Danantara Gandeng Perusahaan Raksasa Daging Dunia, Siapkan Investasi Rp45 Triliun
IDXChannel - Badan Pengelola Investasi (BPI) Danantara Indonesia melalui Danantara Investment Management (DIM) menjalin kemitraan strategis dengan produsen daging global terkemuka asal Brasil, JBS Group. Kolaborasi ini dilakukan rangka mendukung pengembangan ekosistem protein Indonesia.
Kemitraan tersebut mencakup investasi sebesar USD2,5 miliar atau setara Rp45 triliun untuk memperoleh 25 persen kepemilikan pada joint venture (JV) baru yang akan mengelola operasional JBS di Australia dan Selandia Baru.
Selain investasi awal, JV tersebut berpotensi menghimpun tambahan pembiayaan investasi hingga USD2,5 miliar secara bertahap. Dengan demikian, total modal yang tersedia dapat mencapai USD5 miliar.

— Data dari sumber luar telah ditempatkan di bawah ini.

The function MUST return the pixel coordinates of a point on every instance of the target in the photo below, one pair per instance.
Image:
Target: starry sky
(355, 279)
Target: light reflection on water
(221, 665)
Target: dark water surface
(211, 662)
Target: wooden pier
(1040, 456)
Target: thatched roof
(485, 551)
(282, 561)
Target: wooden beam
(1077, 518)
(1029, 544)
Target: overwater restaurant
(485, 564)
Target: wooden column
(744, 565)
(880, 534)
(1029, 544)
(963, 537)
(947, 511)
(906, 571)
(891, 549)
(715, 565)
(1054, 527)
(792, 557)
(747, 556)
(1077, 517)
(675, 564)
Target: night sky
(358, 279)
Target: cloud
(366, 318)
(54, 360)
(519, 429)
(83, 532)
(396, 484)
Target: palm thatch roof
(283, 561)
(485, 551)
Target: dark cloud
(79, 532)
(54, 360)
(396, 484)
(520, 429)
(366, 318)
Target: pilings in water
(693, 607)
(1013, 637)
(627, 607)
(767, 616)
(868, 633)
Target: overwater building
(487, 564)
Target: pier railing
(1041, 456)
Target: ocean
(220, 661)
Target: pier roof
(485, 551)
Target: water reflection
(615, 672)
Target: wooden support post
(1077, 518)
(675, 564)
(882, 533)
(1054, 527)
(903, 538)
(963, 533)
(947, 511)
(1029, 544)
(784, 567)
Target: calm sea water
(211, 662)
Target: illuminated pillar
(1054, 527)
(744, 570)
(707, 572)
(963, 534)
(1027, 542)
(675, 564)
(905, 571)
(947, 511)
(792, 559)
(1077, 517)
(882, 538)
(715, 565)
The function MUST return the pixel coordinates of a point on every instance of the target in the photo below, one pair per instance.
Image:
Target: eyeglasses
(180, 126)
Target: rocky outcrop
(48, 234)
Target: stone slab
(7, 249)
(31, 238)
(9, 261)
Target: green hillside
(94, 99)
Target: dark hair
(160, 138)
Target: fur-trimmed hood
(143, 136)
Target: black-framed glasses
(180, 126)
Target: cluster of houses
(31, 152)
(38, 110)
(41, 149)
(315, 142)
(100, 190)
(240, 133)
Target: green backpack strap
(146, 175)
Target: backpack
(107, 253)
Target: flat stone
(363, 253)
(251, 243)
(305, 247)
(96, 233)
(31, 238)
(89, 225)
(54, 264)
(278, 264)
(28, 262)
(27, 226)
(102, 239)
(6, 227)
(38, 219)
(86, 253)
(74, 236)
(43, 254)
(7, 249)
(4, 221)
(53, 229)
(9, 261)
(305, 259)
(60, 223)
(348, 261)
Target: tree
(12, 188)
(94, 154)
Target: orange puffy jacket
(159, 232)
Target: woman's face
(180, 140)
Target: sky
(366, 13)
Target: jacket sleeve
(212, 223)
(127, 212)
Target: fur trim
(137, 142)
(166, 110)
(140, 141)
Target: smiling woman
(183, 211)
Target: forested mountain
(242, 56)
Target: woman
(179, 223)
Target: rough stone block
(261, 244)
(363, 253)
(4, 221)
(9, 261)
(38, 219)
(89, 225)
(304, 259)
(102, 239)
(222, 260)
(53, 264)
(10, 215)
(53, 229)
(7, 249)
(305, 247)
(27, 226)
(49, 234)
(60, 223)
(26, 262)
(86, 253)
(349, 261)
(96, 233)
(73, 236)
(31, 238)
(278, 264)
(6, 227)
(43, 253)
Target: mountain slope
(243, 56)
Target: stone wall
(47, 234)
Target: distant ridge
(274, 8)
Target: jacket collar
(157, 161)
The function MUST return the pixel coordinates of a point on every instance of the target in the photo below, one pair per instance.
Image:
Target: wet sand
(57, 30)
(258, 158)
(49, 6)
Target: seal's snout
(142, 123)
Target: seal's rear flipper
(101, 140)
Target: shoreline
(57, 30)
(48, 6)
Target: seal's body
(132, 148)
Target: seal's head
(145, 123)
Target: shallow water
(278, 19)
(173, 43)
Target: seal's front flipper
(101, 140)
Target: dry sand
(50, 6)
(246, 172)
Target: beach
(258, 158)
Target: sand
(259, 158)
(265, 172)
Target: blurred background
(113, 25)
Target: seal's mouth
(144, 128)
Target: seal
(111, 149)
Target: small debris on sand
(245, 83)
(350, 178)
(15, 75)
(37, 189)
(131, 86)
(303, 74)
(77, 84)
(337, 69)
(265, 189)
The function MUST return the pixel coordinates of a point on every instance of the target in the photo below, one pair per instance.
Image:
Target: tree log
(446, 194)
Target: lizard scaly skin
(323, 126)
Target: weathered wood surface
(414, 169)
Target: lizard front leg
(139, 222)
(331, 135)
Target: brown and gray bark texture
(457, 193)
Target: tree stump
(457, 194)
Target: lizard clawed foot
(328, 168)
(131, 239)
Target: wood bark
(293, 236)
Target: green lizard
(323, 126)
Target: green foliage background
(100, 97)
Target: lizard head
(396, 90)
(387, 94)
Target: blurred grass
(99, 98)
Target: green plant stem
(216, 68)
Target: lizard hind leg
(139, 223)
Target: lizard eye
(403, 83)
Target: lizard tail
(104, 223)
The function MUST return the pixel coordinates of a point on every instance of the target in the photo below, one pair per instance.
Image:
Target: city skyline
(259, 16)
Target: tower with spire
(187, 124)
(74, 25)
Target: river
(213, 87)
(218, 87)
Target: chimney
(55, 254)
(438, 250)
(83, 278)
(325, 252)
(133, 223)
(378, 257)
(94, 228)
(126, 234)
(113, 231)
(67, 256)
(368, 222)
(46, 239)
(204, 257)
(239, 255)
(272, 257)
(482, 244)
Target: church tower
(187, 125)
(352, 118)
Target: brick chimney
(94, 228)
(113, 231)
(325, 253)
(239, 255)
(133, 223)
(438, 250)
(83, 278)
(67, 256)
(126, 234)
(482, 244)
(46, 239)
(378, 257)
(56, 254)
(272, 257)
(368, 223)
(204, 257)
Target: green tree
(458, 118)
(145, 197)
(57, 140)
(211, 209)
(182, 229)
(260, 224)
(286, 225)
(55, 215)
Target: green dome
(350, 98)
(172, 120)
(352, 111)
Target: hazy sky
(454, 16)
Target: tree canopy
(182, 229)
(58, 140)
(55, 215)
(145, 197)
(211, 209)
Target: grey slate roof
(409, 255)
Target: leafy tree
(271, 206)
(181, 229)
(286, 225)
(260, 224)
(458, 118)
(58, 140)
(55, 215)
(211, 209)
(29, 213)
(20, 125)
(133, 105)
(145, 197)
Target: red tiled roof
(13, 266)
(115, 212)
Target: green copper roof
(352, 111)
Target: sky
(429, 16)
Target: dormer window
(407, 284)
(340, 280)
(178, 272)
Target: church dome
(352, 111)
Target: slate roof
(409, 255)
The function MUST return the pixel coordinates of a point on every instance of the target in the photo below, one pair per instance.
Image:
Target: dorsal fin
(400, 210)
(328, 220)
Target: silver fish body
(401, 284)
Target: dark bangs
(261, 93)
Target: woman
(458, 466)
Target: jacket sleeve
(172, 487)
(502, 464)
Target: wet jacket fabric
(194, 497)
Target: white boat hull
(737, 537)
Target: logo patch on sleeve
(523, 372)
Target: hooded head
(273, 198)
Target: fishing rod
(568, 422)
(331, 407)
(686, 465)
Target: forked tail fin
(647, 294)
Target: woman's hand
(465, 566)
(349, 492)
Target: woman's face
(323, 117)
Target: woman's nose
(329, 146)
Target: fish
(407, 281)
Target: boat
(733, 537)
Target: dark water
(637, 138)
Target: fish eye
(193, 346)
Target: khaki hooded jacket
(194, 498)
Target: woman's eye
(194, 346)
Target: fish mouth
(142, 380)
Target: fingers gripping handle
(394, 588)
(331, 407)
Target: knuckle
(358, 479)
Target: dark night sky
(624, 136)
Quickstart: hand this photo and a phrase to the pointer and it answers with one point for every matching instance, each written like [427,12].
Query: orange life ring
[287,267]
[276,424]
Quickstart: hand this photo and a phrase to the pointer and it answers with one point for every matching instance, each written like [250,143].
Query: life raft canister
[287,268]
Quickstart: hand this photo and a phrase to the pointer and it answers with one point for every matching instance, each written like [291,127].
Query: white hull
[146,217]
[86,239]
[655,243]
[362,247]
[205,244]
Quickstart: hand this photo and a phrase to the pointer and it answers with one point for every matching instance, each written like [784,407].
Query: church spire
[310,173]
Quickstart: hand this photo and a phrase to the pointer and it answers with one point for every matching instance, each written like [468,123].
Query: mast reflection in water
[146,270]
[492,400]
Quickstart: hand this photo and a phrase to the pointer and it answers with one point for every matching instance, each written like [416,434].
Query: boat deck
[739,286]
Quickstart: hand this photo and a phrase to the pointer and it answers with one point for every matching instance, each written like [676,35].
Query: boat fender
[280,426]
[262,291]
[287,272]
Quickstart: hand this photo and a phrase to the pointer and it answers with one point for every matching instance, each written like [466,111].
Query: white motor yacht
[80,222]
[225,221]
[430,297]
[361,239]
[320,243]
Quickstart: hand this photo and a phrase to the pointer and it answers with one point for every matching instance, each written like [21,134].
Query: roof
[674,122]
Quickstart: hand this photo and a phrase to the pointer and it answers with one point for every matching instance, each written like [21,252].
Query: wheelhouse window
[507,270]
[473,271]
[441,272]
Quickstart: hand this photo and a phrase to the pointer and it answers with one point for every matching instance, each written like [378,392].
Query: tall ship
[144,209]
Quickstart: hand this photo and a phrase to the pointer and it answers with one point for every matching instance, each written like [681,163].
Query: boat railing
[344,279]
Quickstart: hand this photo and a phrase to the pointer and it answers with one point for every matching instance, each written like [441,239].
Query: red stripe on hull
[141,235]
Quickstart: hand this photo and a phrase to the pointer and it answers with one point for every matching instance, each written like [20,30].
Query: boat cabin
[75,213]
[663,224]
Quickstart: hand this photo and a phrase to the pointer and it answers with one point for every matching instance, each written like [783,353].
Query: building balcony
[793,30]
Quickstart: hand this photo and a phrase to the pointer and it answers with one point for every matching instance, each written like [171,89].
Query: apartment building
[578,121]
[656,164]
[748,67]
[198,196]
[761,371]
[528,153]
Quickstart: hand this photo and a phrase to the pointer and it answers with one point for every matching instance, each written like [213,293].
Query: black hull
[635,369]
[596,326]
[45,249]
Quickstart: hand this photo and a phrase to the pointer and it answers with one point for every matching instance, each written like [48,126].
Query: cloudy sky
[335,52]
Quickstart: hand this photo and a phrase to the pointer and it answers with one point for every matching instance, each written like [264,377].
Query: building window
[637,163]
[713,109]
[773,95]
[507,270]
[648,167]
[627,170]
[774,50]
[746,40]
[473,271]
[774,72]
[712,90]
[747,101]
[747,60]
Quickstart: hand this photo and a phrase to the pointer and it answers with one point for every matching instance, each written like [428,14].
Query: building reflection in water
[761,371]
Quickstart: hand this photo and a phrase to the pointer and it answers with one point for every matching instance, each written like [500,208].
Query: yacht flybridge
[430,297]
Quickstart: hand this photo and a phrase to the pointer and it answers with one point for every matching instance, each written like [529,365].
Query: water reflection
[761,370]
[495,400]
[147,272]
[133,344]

Dana tersebut akan digunakan untuk membiayai akuisisi dan investasi greenfield di Indonesia, Asia Tenggara, Australia, dan Selandia Baru. Langkah ini menjadi bagian dari strategi Danantara dalam bermitra dengan operator kelas dunia dan berinvestasi pada sektor yang dinilai memiliki relevansi global serta peluang penciptaan nilai jangka panjang.
Chief Investment Officer (CIO) Danantara Indonesia, Pandu Patria Sjahrir mengatakan, kemitraan dengan JBS sejalan dengan mandat investasi Danantara untuk membangun kolaborasi dengan mitra global.
"Kemitraan strategis ini mencerminkan komitmen Danantara dalam membangun kolaborasi dengan mitra global yang sejalan dengan mandat investasi kami," ujar Pandu dalam keterangan resmi dikutip Senin (10/8/2026).
Dia menambahkan, investasi tersebut memberikan Danantara akses terhadap ekosistem bisnis yang telah mapan di pasar internasional, sekaligus memanfaatkan pengalaman dan jaringan distribusi JBS untuk mendukung pengembangan sektor protein di Indonesia.
"Selain mendapatkan akses terhadap ekosistem bisnis yang telah mapan di pasar internasional yang maju, kemitraan ini diharapkan dapat memanfaatkan pengalaman sekaligus jalur distribusi dari perusahaan protein global terkemuka yang dapat berkontribusi terhadap pengembangan jangka panjang sektor protein Indonesia," katanya.
Sementara itu, Global Chief Executive Officer JBS, Gilberto Tomazoni mengatakan, kemitraan dengan Danantara menjadi bagian dari strategi pertumbuhan jangka panjang JBS di Asia Tenggara. Dia menilai bisnis JBS di Australia dan Selandia Baru memiliki operasional dan standar kelas dunia serta potensi pertumbuhan yang signifikan.
"Asia Tenggara merupakan bagian penting dari strategi pertumbuhan jangka panjang kami. Bersama Danantara, kami berada pada posisi yang tepat untuk memperluas kehadiran kami di Indonesia dan Asia Tenggara, memperkuat rantai pasok protein regional, memperluas akses pasar, serta mempercepat pengembangan sektor protein Indonesia," kata Gilberto.
Transaksi tersebut masih bergantung pada persetujuan regulator dan penyelesaian kesepakatan antara para pihak. Danantara menyatakan akan menyelesaikan seluruh tahapan transaksi sesuai dengan ketentuan yang berlaku.
Sebagai informasi, JBS Group merupakan perusahaan berskala global yang dikenal memproduksi aneka daging seperti daging sapi, babi, hingga ayam. Saat ini, 85 persen daging yang diproduksi adalah daging sapi.